This post was written as a follow up to my ‘four reasons’ post, as a first step in the move from problem analysis to solution building. It was originally written at the request of Jules Peck and Robert Phillips at Jericho Chambers, and published by them as a Jericho ‘guest polemic’.
I think we stand at a moment in time where the narrative of our society needs fundamental change. As I’ve written elsewhere, in a globalised world with globalised problems, the idea that the role of the individual is to participate merely as a Consumer is fundamentally flawed. We need to be allowed the freedom to see ourselves as Citizens, able and encouraged to take part in deciding the terms of our society, not just choosing what to buy at the end of the chain.
Some might think this is mere irrelevant wordplay. It’s not.
Language matters. Priming experiments in the field of social psychology have shown that as little as a single word can significantly shift our behaviour. When a thousand people answered a social and environmental attitudes survey, five hundred were told it was a ‘Consumer Study’, five hundred it was a ‘Citizen Study’. Those answering as Consumers exhibited significantly higher self-interest and lower social and environmental motivation. What impact, then, the thousands of times a day the average person is exposed to Consumer messaging?
What we need, I propose, is to put the Consumer back in his place, as one important – but far from exclusive – role of the Citizen. At present the situation is the reverse. The public story of our society today is that people are Consumers. Even voting, the most basic act of the Citizen, has become more an act of the Consumer, with political parties competing to sell packages they claim will be better for us as individuals than the alternatives on the table.
In this context, to reclaim and reinvent the idea of the Citizen is essential, but difficult. It is also eminently possible. The very idea of the Consumer has only existed for the last century at most, and the ill-defined concept of Consumerism arguably emerged only in the aftermath of World War II. It is not who we are in our private lives. We are and always have been parents, lovers, friends. Human nature is not as selfish as we tell ourselves when we belittle ourselves with the label of Consumer, and herein lies the hope. For this is simply a matter of allowing our better nature to assert itself.
Of course, this will not just happen. It will require some major changes. I am no more qualified than anyone else to say how this will work, but in the spirit of thinking aloud and starting the debate, here are the three areas for work that I have come up with so far:
First, we must create the space for us to think of ourselves as something other than Consumers. If Consumerism were a religion, advertising would be our call to prayer; various studies put the number of times a day we hear it at anywhere between 1500 and 5000. It is not just advertising – in media editorial too we refer to ourselves routinely as Consumers – and implementation would be fraught with difficulty, but even symbolic restrictions on where advertising can be in our lives would send a clear signal as to the society we want. I also happen to believe such restrictions, for example on advertising to children, would be in the direct self-interest of the industry. The mandate to operate where the frame of Consumer is appropriate would be far clearer, the eternal suspicion of the industry’s role much decreased.

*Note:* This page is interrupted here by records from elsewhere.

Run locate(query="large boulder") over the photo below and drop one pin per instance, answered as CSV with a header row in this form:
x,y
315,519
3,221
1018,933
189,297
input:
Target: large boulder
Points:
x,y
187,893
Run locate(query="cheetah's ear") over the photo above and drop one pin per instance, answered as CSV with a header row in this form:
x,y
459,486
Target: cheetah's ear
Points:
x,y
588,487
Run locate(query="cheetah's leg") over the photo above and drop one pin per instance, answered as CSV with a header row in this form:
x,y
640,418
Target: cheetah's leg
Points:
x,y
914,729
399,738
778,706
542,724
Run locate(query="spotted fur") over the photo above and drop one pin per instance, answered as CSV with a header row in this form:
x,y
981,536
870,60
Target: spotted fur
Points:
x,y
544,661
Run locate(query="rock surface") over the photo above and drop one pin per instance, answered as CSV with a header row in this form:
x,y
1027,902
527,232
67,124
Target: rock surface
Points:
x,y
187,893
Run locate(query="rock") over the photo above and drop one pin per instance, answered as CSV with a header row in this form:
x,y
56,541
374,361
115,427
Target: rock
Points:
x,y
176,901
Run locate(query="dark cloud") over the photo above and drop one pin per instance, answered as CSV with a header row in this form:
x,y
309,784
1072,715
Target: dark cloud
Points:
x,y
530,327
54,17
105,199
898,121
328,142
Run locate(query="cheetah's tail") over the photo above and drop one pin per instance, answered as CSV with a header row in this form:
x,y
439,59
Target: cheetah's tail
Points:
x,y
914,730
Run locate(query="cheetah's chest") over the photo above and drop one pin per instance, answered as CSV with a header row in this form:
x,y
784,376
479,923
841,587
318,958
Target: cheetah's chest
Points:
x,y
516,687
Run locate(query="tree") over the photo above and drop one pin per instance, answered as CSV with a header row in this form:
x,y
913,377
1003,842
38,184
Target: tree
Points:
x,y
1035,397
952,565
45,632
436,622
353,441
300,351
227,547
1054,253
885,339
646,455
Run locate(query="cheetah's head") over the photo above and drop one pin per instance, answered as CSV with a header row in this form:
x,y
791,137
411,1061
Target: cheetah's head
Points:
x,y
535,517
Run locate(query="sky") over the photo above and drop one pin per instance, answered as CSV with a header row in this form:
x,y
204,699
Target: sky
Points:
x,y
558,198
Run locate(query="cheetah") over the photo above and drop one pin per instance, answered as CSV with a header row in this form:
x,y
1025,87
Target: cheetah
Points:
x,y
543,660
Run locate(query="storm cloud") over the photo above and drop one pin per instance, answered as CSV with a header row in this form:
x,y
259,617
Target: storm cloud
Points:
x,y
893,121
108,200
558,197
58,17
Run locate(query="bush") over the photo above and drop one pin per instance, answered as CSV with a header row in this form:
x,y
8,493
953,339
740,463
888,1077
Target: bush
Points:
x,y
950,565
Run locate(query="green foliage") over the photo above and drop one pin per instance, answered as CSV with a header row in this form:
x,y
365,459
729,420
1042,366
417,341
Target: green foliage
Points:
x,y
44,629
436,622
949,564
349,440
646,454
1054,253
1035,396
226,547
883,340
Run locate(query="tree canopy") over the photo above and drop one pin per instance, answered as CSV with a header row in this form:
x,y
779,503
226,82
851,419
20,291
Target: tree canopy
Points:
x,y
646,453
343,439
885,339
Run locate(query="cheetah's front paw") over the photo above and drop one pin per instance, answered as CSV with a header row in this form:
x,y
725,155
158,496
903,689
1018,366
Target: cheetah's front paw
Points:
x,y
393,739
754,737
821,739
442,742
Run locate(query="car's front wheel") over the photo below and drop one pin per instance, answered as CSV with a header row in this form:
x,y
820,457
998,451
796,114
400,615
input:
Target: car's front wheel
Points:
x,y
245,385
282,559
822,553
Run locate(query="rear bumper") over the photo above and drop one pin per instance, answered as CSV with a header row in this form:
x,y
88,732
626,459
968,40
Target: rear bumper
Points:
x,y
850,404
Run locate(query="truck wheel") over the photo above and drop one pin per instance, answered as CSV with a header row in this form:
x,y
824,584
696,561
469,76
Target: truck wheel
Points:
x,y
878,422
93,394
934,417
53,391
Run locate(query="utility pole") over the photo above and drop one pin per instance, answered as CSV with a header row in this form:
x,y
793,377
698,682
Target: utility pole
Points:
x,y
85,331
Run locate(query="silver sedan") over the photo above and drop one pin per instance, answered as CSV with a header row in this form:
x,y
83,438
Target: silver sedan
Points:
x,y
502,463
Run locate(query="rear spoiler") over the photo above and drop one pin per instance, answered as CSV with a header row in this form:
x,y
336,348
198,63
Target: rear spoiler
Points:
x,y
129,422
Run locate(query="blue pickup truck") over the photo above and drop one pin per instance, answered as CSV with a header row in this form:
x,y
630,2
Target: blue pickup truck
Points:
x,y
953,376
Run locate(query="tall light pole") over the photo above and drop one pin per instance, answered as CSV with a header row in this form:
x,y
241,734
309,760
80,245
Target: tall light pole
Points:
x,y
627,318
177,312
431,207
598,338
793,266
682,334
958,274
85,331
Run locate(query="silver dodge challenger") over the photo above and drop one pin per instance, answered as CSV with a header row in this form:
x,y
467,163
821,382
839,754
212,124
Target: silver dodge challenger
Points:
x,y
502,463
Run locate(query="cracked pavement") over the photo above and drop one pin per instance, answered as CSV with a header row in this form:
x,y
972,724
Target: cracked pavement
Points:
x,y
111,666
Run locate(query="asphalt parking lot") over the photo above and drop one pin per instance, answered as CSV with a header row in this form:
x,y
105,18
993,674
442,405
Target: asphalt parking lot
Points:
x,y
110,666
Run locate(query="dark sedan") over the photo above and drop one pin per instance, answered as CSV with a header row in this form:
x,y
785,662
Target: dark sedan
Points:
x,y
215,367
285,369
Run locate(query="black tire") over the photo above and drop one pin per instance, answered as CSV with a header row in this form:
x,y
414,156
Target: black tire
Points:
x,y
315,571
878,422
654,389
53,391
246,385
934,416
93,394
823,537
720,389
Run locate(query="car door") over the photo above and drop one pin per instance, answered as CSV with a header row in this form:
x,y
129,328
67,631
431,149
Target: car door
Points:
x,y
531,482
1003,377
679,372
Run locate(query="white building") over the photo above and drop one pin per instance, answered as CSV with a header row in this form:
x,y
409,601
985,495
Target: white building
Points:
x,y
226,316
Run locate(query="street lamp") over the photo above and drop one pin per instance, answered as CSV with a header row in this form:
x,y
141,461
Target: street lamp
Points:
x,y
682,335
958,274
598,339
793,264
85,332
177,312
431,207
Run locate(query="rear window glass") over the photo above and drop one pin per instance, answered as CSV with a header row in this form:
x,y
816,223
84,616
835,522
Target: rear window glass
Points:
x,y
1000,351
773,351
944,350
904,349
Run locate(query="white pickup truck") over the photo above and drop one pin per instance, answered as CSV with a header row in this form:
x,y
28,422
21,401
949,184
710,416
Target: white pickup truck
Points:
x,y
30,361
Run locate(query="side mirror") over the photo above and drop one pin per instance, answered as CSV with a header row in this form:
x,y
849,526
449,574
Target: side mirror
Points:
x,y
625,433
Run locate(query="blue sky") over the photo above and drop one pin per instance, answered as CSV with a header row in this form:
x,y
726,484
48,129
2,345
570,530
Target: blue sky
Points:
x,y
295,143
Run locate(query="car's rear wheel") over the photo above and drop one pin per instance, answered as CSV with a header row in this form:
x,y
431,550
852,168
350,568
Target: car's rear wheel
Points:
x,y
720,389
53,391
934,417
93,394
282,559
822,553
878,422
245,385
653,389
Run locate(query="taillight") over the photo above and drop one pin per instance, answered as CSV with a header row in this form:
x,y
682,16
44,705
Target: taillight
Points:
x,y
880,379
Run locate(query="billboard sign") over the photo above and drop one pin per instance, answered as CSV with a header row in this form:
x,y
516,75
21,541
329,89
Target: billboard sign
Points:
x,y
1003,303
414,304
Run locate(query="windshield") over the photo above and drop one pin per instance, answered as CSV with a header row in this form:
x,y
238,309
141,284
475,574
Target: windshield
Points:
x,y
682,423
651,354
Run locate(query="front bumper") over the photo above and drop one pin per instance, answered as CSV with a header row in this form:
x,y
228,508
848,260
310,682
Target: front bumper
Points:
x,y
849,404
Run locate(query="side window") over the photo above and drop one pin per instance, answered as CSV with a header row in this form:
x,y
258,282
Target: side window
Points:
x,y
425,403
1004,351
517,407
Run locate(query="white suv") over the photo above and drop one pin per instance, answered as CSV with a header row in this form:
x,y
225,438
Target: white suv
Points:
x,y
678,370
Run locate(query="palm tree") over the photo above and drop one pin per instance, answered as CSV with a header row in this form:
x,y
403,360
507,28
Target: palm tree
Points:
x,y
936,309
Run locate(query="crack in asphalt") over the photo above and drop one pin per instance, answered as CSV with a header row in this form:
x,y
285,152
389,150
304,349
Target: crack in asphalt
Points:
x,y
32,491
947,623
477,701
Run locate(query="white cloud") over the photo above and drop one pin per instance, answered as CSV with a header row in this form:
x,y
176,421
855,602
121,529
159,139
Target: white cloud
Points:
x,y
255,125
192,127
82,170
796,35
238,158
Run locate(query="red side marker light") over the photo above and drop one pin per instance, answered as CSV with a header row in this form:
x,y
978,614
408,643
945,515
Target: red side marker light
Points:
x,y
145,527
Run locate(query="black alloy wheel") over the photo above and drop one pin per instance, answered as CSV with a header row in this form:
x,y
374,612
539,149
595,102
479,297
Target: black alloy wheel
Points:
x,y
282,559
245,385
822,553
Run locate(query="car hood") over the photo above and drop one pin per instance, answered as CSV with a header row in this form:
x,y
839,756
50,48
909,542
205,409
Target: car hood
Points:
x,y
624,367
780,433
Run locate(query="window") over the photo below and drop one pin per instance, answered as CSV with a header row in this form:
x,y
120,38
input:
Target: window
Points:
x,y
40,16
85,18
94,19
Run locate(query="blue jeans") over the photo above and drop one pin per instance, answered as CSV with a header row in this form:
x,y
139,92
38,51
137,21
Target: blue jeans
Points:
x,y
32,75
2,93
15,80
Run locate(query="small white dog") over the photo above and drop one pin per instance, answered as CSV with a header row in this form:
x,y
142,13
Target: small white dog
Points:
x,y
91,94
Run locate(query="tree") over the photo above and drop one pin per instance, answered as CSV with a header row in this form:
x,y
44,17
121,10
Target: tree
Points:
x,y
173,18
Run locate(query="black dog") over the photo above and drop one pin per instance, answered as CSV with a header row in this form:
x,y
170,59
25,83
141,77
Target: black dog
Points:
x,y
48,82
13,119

Second, we need the public service institutions that should not treat us and think of us as Consumers to stop doing so. This counts for the political parties, who need to respect our judgement, intelligence, and capacity for broader than blinkered self interest; but also for such organisations as the BBC, the NHS, and even the National Trust. These organisations have an incredible opportunity to treat us as Citizens, as members and participants in shared projects rather than passive recipients of their output. They will gain respect, loyalty and financial viability for doing so.
Third, we need businesses to find their role in this new world. Business has become used to being dominant in the Consumer society, its interests key in all public decision-making. Humility will be required. Business is not the be-all-and-end-all, and even ‘good’ business will need to embrace a lowering of its status.
But that is not to say business does not have a role in the Citizen society. It most certainly does.
The best businesses will embrace the shift, delving back into their original reasons for existence (most of which were originally, after all, for public rather than shareholder benefit) and engaging with Citizens to help them figure out how best to fulfil that purpose. This is a shift that says ‘yes, and…’ to businesses that want to do the right thing, not ‘no, but…’
It might see supermarkets actively engaging with us as Citizens to decide whether extending the growing season of fruit and veg is really worth the energy implications, rather than simply taking the market logic that Consumer sales would rise as reason enough to push on. It might see sustainability leaders engage openly with and publicly endorse the role of ‘protest’ NGOs in holding them to account, endorsing the role of civil society rather than lampooning it as the Rainforest Alliance did recently.
Above all, in every organisation of every sort, the creative minds will have a more interesting question to ask: not just how can we sell more to Consumers, but how can we engage with Citizens in order to fulfil our purpose?